What are nonprofits to do?
First, concentrate, as another old saying goes, on “dancing with the ones who brung ya.” Evaluate, or reevaluate, your existing donor base. This can be done using the 80/20 principle (that 80% of activity comes from 20% of donors); by analyzing the percentage of contributions from donors above a certain income level or donations based on percentage of organizational operating costs; or some other standard.
The next step: increase your contact with your best donors. Let them know their importance to the people they serve, the children they help, the elderly they support, the lives they change.

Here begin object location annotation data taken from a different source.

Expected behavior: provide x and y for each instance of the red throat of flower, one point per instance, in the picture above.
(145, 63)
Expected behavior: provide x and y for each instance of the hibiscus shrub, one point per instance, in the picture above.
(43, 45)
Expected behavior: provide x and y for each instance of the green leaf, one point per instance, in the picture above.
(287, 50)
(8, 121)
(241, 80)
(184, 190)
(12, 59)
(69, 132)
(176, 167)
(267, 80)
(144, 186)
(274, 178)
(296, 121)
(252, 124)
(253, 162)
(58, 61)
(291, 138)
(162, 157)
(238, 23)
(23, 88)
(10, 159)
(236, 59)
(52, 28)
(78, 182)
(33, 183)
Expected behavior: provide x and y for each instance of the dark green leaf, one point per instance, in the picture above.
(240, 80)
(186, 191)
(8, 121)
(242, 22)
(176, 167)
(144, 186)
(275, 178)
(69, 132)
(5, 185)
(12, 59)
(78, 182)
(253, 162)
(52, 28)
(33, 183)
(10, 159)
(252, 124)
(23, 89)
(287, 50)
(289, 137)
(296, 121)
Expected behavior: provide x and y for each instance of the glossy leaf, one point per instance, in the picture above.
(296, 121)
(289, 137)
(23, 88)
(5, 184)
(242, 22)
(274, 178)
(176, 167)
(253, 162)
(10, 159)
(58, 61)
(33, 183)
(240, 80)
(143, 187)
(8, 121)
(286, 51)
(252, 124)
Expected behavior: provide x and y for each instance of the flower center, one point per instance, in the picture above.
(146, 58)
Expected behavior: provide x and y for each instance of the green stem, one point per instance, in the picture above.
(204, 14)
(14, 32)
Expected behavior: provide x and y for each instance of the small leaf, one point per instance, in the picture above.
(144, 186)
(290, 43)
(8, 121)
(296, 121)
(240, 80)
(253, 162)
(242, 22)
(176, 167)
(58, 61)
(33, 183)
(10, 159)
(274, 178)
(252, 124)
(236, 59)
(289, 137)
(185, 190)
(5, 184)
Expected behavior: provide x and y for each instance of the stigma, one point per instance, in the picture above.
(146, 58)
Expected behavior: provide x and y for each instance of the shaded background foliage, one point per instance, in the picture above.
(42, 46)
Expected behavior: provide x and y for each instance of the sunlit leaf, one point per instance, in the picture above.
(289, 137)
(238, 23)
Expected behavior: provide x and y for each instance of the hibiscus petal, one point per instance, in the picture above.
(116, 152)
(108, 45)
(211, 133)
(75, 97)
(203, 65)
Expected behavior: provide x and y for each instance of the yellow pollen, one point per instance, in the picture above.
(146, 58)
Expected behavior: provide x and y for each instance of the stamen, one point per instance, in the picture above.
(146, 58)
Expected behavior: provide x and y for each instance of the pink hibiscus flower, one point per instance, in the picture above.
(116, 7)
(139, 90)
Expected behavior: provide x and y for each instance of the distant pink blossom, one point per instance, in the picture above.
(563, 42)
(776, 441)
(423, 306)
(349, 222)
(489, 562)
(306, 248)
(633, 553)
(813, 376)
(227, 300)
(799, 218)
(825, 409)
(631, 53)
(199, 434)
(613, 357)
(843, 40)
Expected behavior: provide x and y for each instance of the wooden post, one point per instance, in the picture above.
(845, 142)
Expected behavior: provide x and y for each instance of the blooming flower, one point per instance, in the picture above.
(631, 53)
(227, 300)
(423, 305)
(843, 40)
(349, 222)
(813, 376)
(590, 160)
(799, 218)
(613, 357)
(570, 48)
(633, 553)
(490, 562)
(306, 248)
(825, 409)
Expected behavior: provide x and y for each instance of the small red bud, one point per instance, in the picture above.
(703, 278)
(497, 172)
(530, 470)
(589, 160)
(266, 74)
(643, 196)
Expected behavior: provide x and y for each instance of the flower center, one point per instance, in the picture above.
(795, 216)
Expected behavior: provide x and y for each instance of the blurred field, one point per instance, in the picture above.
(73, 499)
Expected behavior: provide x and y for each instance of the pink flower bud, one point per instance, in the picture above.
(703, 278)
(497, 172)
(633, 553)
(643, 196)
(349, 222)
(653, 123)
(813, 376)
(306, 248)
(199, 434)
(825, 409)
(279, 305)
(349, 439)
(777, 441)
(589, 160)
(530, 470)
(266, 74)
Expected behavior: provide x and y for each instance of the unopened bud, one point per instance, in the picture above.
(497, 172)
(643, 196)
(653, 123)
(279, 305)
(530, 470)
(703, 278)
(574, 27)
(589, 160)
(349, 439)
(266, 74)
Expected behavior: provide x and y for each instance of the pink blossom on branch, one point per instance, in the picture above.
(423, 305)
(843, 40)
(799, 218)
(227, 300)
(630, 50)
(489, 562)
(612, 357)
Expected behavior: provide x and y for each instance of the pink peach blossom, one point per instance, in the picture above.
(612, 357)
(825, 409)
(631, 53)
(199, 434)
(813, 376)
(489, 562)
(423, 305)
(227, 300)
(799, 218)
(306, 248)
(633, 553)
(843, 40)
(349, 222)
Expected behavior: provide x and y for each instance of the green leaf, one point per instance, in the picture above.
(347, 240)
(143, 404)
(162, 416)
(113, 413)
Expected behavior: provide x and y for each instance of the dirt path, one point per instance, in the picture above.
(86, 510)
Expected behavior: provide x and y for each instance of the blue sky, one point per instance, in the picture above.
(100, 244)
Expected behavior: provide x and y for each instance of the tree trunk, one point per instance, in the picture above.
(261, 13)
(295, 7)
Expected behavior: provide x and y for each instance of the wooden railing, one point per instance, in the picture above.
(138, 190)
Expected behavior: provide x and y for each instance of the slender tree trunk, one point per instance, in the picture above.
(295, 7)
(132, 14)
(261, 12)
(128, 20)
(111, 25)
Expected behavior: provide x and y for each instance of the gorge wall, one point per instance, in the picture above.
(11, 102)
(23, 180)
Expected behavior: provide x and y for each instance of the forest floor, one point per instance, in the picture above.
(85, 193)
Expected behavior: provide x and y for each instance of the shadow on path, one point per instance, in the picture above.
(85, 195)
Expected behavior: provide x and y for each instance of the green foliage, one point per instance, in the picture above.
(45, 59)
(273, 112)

Ensure they know it’s not your nonprofit making these contributions to society: it’s them, working through the nonprofit, to accomplish these important goals. Increase the opportunities for donors to come in contact with the people with whom your organization works. If you’re already doing this, do it more.
It’s a time-honored business reality: it costs less, and achieves a greater return, to keep an existing customer than it does to find a new customer. The same is true for donors.
Second, internal efficiencies. Think of an organizational structure as a computer. Defragging organizes storage on a computer, and needs to be done periodically to ensure the computer is functioning at peak efficiency. So defrag your nonprofit. Examine it from the alpha to the omega, looking for every area to assess where money could be better used, spent, assigned or saved. It costs more to seek new money than it does to save existing money.
Third, what new or revised revenue streams are paths of opportunity and offer the paths of least resistance? What’s the potential for increasing recurring donations; pursuing legacy contributions; property donations; stocks and bonds; and an assortment of other possibilities? Which existing donors can be converted to other, bigger giving methods? Who are your allies and relationships in the community that can introduce you to new funding avenues?
It’s helpful to seek outside counselors – financial, accounting, legal – with experience working with nonprofits. This is particularly the case if the not-for-profit's internal staff is accustomed to saying, “We’ve always done it this way, we’ve never done it that way.”
Fundraising is hard. Taking the right steps – and finding the best path – will help you find both the chicken and the egg of better fundraising.
This article first appeared in Knox News.